By Heart is a series in which authors share and discuss their all-time favorite passages in literature. See entries from Karl Ove Knausgaard, Jonathan Franzen, Amy Tan, Khaled Hosseini, and more
Kathryn Harrison, author of True Crimes: A Family Album, has some simple advice for her writing students: Please stop thinking. In our conversation for this series, she discussed a favorite Joseph Brodsky poem in which a man has a beautiful, restorative fantasy about a person he once loved—a dream that’s possible only with the lights turned off. For Harrison, the poem is a metaphor for the way writing works; good things, she says, happen in the darkness.
True Crimes is an essay collection, and the subtitle is apt: The book portrays a series of blood ties—examinations of the people to whom Harrison has been daughter, mother, wife, protector, victim. But it’s a work of self-portraiture, too. The short works are consumed with questions about how identity changes over time, how selves die and are replaced, and how the mask we confront in the mirror appears to ourself, and to others.

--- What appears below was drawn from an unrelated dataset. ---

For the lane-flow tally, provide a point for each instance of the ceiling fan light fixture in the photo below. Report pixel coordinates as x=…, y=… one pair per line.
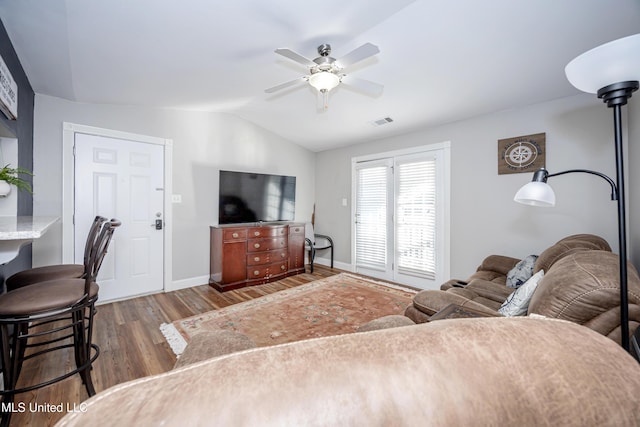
x=324, y=81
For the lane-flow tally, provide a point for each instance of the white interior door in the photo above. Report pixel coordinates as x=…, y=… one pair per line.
x=122, y=179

Harrison is the best-selling author of novels including Envy, Enchantments, The Seal Wife, and Thicker Than Water, as well as the memoirs The Mother Knot and The Road to Santiago. Perhaps her best-known book, 1997’s The Kiss, was a harrowing, courageous, and artful memoir about being coerced by her father into an incestuous affair. At the time, several prominent male critics questioned the book’s candor; in The New Republic, James Wolcott wondered out loud whether some secrets are too unseemly to be told. One hopes it has become more acceptable, if not easier, for victims of sexual abuse to publicly share their stories. If so, it’s in part because of the efforts of writers like Harrison.